This depends a lot on the type of exercising you’re doing. If you’re doing aerobic exercise, you can absolutely count on a drop in bg unless you adjust your basal rate (on a pump) or take in carbs while exercising (“feeding your basal”). Alternatively, you may be able to time your long-acting insulin shots so that you’re exercising when your long-acting insulin is at it’s lowest point. What insulin are you using?
Your basal insulin needs should generally go down while you’re doing aerobic exercise, and that can result in lows. If you make your exercise more anaerobic or you work your muscles more, you may not experience the same problems. If I’m really working my muscles, but I’m not doing any kind of aerobic exercise, then I’m actually likely to go high.
I’ve also found that exercising in the heat sends my bg levels up, but exercising in the cold does the opposite. Or for swimming, exercising in the cold keeps my bg pretty steady. Swimming in a warm pool will send me soaring though.

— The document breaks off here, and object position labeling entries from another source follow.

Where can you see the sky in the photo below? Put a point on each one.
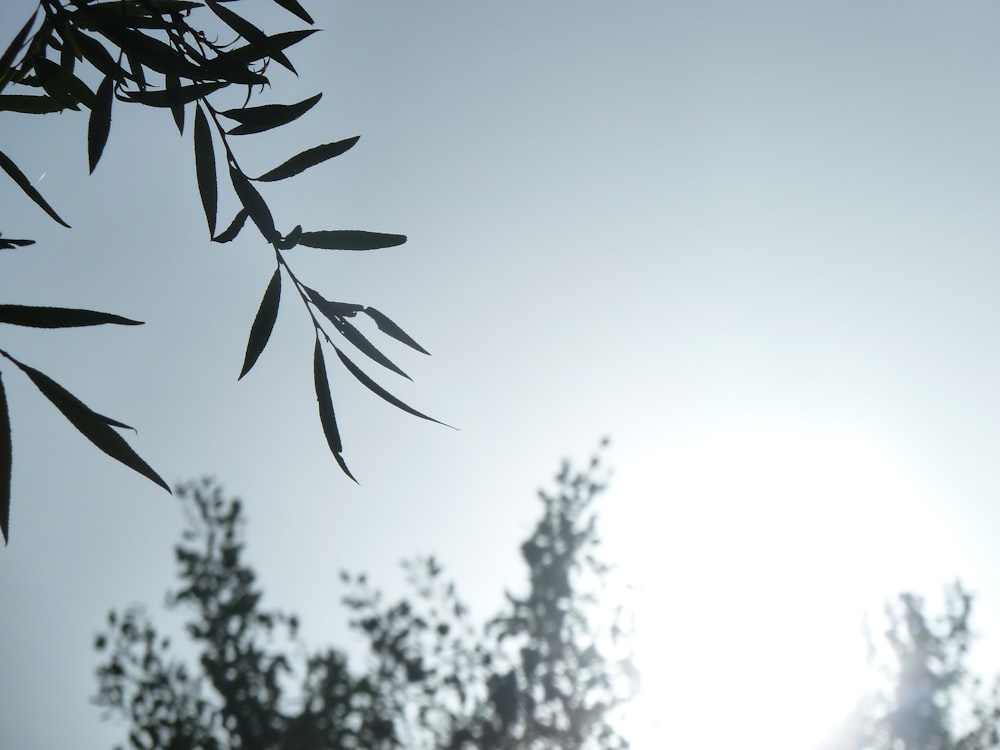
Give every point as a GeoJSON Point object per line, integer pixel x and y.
{"type": "Point", "coordinates": [753, 243]}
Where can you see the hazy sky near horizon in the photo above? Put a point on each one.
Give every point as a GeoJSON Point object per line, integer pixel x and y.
{"type": "Point", "coordinates": [754, 243]}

A lot of this is just trial and error. You’ll have to find the best way to counter lows as a result of aerobic exercise. Recognizing that, most likely, they will happen can help you be ready for them.
Exercise is really good for all other aspects of diabetes though, so please don’t let anyone’s posts discourage you from doing it! It significantly affects my insulin sensitivity which helps me a lot with post-meal spikes.